Lutheran Theology and Holy Communion
At the very core of Lutheran theology is the idea that a person need not have a fully formed faith or even a cognitive understanding in order to receive God's grace. This is the main justification for the practice of infant baptism. Infants are baptized because God chooses us first, before we have understanding or even faith!
To be consistent, the Lord's Supper (as the other Lutheran sacrament) should not be withheld from anyone who seeks to receive, even if they do not understand the theological significance of communion.
Many young children do, in fact, understand that it is God's meal, and Gethsemane practices a model of participation followed by reflection; participate in God's meal and then learn and understand what it means as one grows in faith and maturity.
Children have the option to commune if parents and child would like to do this. It is optional, and not in any way expected. There is no age limit concerning when a child may first commune—it is up to parents and child to decide.

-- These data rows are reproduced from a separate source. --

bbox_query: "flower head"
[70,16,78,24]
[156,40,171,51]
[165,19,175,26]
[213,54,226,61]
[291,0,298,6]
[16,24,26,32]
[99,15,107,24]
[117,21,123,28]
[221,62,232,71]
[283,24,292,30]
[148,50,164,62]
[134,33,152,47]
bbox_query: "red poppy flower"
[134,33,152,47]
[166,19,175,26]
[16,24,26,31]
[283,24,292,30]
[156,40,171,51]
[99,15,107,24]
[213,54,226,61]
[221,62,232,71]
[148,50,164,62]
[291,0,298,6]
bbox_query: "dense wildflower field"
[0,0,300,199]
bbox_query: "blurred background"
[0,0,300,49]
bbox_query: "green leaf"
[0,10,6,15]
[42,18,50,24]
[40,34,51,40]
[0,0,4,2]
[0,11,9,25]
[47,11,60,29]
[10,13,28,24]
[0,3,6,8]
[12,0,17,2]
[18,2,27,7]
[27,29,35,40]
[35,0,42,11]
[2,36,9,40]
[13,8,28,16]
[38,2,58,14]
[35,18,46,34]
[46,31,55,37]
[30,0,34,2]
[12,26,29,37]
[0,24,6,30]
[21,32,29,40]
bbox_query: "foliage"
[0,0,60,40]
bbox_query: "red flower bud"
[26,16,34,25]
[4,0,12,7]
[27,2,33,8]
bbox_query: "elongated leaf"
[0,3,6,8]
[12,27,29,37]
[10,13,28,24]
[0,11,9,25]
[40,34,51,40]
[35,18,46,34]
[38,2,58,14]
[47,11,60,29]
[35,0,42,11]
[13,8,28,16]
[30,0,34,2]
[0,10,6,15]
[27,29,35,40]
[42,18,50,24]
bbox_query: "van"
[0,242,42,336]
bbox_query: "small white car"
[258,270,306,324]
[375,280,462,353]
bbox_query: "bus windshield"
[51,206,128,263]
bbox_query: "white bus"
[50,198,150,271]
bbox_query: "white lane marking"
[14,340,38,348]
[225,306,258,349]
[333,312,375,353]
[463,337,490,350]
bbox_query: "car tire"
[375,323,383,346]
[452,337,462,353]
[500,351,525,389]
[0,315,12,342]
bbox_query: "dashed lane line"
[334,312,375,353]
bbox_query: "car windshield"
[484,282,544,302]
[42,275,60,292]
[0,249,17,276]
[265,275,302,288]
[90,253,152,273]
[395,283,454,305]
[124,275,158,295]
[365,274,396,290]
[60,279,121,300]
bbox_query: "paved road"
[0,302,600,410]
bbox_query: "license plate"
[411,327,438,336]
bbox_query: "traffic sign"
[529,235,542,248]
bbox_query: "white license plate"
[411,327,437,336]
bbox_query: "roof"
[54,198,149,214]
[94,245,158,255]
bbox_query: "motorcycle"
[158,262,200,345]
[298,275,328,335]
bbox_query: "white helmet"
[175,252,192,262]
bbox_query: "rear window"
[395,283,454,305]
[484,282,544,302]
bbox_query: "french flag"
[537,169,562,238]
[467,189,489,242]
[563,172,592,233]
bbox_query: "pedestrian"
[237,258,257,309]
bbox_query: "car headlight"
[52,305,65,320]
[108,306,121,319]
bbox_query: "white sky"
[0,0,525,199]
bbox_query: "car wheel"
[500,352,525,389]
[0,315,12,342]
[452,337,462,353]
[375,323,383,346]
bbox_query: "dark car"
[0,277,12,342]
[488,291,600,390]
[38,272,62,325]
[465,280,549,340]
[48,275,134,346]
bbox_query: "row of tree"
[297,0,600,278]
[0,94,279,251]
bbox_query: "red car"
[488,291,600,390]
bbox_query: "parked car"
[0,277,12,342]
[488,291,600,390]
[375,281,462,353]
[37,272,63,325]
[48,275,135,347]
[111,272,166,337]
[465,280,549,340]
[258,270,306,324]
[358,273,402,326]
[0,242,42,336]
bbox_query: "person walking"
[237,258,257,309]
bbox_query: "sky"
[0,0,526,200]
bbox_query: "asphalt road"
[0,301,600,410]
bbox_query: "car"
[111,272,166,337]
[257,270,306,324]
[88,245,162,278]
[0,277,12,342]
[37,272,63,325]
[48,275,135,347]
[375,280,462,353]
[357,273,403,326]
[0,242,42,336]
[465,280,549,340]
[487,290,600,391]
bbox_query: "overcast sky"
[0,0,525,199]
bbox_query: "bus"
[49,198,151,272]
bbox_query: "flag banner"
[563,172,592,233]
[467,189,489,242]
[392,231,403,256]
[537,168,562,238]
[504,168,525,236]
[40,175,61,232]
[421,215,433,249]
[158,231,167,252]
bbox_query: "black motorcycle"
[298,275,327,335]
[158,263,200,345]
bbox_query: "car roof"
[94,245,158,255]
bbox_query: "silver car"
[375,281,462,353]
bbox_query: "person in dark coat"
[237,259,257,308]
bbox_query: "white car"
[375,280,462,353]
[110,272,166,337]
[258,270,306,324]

At Gethsemane we offer an Early Communion class twice a year. After attending this interactive, hour-long class the child may partake in Holy Communion. At their first communion each child receives a cross necklace from the church.
Gethsemane offers a Holy Communion Retreat in fifth grade because at this age a child can understand communion at a deeper level. This retreat serves to deepen and enrich the experience, and is for all fifth graders and parents whether they have previously communed or not.
The retreat held in March offers parents and their child not only a better understanding of Holy Communion but allows families to deepen spiritual friendships through learning and play. That Sunday morning the 5th graders commune together at the 10:45 service.